Lewitinn first got national attention in 2003 via her blog, Sarah’s So Boring Ever Since She Stopped Drinking (now located at ultragrrrl.com). Then came Making Out With Ultragrrrl, her minuscule but influential column in Spin that ran from 2003 to 2004. She’s won Paper magazine’s People’s Choice award for Best Party and Best DJ (sharing the latter honor with her DJ partner, Karen Plus One) two years running, and in 2005 wrote The Pocket DJ, a book of playlists for different genres, moods, and occasions. It sold 38,000 copies—successful enough that she’s signed to do a second book, The Pocket Karaoke. She’s working with a screenwriter on a movie script partially based on her life. Her growing profile nabbed her a recent write-up in Vanity Fair (written by her good friend and former Spin mentor Marc Spitz, which spurred a bit of controversy) and more media attention than any other a&r rep in town when she started Stolen Transmission, a subsidiary of the Island/Def Jam label empire. But her main claim to fame is the early discovery of New Jersey goth punkers My Chemical Romance—a band she briefly managed—and her similarly prescient championing of Las Vegas dance-rock sensations the Killers. She also provided early support for such bands as Muse, Franz Ferdinand, Fall Out Boy, and Stellastarr(whom she also briefly managed). She has shown an unsettling ability to call the next big thing—a soothsayer for teenage girls, middle-American music fans, and even hipsters who would like to think they know better.

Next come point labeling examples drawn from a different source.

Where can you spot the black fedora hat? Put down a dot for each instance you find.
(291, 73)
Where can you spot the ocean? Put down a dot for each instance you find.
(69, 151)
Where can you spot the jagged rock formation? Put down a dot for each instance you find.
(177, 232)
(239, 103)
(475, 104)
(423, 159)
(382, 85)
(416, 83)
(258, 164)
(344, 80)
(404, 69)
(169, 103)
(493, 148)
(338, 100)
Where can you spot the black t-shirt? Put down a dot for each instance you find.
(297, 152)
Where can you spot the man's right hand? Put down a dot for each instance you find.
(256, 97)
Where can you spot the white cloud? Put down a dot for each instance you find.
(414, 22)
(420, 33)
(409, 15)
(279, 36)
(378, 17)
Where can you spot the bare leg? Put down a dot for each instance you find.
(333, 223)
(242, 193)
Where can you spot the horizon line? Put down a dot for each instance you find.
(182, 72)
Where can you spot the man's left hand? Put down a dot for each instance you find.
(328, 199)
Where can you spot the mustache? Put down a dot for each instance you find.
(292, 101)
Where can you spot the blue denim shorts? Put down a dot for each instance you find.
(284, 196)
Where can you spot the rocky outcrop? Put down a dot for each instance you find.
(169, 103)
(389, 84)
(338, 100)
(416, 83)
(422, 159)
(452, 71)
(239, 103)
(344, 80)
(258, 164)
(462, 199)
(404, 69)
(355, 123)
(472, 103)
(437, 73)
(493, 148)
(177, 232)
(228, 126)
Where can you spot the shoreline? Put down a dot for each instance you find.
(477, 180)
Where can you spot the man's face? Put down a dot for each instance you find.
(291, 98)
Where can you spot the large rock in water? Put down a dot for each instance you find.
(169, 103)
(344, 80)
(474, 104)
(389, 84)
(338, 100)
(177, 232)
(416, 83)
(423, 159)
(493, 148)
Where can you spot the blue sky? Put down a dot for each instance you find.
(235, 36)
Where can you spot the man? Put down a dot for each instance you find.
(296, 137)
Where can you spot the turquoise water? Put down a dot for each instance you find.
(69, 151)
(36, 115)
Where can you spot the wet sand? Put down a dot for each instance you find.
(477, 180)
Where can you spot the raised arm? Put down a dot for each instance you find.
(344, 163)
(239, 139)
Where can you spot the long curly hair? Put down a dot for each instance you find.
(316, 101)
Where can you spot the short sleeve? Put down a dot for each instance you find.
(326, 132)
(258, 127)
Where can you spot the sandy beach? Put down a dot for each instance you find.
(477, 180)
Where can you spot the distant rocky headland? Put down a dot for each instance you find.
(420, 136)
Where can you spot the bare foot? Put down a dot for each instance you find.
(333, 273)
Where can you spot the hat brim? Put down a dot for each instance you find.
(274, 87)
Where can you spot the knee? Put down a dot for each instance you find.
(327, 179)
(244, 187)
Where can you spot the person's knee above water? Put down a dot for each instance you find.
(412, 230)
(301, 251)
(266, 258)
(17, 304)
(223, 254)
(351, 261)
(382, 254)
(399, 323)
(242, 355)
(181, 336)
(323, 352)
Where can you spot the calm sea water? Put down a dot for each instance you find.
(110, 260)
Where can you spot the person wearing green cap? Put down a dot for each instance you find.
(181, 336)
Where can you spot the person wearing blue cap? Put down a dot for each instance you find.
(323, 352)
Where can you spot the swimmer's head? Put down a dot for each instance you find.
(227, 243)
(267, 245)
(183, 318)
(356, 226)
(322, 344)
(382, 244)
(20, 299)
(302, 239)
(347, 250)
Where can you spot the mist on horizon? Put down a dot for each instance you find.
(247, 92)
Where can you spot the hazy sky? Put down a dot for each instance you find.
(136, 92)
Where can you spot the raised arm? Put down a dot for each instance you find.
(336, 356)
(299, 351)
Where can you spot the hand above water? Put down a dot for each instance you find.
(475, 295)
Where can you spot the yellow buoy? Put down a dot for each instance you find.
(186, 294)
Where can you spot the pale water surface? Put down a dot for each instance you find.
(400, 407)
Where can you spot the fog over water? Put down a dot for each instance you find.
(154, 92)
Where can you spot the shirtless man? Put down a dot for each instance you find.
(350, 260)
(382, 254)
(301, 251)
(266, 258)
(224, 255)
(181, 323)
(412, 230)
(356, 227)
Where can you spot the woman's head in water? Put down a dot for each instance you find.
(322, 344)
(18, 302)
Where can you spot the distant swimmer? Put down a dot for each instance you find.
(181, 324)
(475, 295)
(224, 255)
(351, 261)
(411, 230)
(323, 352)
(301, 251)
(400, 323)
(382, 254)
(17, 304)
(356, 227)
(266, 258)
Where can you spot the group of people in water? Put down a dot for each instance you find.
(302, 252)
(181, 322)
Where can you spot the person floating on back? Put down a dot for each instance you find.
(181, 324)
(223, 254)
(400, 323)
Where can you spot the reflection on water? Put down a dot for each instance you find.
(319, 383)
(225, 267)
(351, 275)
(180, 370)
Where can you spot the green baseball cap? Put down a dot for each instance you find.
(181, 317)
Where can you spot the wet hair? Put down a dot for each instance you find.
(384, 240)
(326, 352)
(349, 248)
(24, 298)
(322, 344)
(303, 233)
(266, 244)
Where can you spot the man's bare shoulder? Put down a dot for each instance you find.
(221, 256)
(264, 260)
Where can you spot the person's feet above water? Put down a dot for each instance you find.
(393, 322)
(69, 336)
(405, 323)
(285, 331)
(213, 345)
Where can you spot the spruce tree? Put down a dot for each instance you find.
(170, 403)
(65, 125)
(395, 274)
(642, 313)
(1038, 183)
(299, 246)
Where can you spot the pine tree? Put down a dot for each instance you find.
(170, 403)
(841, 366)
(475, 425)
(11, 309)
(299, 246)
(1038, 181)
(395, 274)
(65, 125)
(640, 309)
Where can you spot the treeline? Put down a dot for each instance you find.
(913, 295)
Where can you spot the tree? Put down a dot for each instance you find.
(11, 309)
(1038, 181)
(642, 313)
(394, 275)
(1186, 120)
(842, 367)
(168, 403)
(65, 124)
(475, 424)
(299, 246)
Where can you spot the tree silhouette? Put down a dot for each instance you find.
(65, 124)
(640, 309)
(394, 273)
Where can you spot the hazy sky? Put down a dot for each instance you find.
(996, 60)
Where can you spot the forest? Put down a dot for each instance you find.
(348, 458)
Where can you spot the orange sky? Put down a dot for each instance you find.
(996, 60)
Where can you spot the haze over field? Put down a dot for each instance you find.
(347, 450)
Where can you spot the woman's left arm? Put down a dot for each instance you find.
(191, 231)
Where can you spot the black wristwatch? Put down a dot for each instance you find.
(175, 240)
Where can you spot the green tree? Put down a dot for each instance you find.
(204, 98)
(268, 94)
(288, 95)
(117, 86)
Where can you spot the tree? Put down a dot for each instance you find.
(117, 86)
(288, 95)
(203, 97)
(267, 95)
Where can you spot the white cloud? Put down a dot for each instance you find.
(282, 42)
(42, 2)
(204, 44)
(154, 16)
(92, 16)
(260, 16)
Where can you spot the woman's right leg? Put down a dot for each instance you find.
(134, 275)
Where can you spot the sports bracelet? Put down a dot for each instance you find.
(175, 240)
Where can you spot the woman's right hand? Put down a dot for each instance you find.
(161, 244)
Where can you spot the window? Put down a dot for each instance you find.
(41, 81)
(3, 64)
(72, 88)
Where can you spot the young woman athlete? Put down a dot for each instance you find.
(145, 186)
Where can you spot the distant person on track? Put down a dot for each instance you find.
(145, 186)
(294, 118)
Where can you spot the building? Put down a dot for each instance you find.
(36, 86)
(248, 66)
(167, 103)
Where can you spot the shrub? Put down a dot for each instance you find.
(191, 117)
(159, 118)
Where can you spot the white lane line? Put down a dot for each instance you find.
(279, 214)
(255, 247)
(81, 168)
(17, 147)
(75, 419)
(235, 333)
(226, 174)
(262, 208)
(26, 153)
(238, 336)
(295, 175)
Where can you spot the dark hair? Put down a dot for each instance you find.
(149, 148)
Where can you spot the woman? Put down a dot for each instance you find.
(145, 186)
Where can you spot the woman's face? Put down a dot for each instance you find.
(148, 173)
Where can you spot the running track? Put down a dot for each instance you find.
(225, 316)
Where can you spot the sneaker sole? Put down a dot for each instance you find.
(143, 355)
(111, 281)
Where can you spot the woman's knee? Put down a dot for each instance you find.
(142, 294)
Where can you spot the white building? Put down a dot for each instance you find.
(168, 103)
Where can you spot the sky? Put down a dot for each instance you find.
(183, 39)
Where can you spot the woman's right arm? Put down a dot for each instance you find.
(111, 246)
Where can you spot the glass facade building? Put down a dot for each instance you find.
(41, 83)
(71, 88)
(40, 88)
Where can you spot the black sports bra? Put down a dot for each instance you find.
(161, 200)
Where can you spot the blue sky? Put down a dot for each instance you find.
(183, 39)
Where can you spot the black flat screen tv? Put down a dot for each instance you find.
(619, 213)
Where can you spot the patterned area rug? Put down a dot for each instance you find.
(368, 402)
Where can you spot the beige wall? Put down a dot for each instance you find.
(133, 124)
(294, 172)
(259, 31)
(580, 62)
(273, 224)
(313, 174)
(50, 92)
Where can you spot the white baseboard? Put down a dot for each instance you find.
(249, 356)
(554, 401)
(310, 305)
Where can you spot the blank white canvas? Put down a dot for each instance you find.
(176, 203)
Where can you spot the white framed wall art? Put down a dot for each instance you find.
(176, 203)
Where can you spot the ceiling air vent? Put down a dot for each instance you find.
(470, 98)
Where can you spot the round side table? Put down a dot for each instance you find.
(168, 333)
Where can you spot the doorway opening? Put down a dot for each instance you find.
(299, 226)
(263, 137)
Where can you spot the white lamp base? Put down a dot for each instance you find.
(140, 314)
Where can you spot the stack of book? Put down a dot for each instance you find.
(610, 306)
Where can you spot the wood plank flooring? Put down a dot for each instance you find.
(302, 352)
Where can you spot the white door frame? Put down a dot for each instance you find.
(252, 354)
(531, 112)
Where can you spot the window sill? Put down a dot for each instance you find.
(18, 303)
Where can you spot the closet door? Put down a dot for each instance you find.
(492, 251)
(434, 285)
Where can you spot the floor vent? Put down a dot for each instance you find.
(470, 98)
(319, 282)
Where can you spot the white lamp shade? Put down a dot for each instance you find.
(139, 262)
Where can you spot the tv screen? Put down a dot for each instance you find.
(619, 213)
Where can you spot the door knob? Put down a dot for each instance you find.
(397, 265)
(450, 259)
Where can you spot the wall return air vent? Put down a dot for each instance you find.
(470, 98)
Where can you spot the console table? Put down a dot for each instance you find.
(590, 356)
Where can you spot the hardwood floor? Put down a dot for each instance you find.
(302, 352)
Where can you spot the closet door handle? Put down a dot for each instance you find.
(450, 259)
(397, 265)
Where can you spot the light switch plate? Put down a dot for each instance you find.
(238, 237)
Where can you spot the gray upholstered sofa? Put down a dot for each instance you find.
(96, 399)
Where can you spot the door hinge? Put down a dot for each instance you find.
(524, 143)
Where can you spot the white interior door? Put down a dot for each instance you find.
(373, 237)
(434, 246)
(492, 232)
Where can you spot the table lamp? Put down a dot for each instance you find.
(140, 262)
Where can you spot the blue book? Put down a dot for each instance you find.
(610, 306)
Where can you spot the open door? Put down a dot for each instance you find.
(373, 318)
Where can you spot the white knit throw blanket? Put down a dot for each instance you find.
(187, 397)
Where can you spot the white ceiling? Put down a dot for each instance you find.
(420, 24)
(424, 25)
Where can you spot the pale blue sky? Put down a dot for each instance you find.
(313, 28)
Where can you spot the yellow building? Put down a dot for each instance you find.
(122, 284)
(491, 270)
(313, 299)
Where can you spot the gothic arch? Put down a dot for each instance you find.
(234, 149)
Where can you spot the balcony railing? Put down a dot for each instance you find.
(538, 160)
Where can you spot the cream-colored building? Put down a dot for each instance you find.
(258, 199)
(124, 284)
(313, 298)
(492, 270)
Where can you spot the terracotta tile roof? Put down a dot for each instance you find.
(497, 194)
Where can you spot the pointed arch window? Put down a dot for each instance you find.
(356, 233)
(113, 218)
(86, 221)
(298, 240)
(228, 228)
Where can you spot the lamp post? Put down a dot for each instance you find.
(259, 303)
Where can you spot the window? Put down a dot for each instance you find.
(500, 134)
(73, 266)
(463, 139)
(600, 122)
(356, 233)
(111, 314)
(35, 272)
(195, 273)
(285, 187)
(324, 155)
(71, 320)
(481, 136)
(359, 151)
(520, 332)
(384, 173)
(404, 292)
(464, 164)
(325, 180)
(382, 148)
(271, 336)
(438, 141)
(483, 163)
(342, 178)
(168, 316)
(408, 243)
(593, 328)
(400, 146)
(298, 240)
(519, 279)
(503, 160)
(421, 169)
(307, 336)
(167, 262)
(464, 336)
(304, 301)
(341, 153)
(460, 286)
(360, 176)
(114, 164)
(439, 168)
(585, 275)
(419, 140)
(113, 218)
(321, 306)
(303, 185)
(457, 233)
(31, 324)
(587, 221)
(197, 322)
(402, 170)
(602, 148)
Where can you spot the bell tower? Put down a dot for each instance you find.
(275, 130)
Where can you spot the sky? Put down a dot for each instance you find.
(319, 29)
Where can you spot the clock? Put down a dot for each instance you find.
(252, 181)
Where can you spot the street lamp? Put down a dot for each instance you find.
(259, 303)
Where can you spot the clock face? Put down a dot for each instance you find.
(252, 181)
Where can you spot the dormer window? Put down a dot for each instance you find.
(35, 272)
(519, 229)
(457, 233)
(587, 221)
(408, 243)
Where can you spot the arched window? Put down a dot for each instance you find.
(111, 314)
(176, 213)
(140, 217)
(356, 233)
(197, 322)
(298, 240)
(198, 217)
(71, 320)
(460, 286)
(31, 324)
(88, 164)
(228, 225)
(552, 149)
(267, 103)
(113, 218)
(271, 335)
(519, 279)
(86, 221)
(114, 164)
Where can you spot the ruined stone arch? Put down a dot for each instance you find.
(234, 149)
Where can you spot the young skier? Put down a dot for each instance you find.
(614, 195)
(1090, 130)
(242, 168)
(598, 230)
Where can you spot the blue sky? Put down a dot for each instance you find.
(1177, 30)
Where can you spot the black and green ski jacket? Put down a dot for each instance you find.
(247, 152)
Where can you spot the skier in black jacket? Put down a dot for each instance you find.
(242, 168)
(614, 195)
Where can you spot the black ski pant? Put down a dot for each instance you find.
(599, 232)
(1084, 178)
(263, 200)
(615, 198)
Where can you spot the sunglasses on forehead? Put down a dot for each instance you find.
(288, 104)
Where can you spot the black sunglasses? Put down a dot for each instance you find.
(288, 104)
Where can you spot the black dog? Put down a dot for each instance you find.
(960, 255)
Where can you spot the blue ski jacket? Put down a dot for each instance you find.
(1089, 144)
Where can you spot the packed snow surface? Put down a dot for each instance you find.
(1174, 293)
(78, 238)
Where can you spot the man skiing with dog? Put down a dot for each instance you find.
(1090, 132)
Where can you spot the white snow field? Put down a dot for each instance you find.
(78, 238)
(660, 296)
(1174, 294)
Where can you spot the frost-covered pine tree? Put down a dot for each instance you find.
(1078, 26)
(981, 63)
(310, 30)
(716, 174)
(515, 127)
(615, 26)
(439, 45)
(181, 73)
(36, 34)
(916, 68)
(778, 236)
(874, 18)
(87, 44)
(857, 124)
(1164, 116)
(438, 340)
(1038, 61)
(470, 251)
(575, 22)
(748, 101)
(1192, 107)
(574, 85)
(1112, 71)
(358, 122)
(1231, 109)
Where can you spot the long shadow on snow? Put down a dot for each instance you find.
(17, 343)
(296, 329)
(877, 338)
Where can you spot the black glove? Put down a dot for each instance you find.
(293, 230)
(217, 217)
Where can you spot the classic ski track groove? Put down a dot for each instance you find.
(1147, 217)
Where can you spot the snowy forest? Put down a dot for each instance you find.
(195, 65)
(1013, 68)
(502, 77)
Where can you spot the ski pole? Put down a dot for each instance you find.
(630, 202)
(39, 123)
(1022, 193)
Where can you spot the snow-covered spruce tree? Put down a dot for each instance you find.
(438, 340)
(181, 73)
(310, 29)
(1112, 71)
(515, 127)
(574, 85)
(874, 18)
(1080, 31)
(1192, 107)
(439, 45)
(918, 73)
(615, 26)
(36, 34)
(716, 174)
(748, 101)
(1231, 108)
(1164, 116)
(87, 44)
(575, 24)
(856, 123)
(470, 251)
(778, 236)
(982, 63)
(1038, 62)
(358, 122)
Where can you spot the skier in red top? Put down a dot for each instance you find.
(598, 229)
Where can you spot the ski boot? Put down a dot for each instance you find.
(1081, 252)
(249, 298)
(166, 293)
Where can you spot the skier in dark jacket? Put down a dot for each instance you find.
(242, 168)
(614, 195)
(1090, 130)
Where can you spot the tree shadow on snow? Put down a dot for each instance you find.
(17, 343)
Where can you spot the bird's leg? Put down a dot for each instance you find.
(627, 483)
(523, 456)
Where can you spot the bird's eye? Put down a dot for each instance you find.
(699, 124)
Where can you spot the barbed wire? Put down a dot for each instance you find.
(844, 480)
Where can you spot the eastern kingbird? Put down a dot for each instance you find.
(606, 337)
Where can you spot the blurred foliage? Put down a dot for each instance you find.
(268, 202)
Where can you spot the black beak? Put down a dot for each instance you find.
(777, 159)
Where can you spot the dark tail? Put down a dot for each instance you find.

Lewitinn just turned 27, but she seems perennially 21, a happy-go-lucky party girl who just really loves music. She’s not much different than when I first met her eight years ago, playing records at a LES bar with Spitz—she got so drunk she had to be carried downstairs to the bathroom, leading to an incident that earned her the nickname “Buckets.” She just really loved music then, too, but back then no one paid much attention to her opinions.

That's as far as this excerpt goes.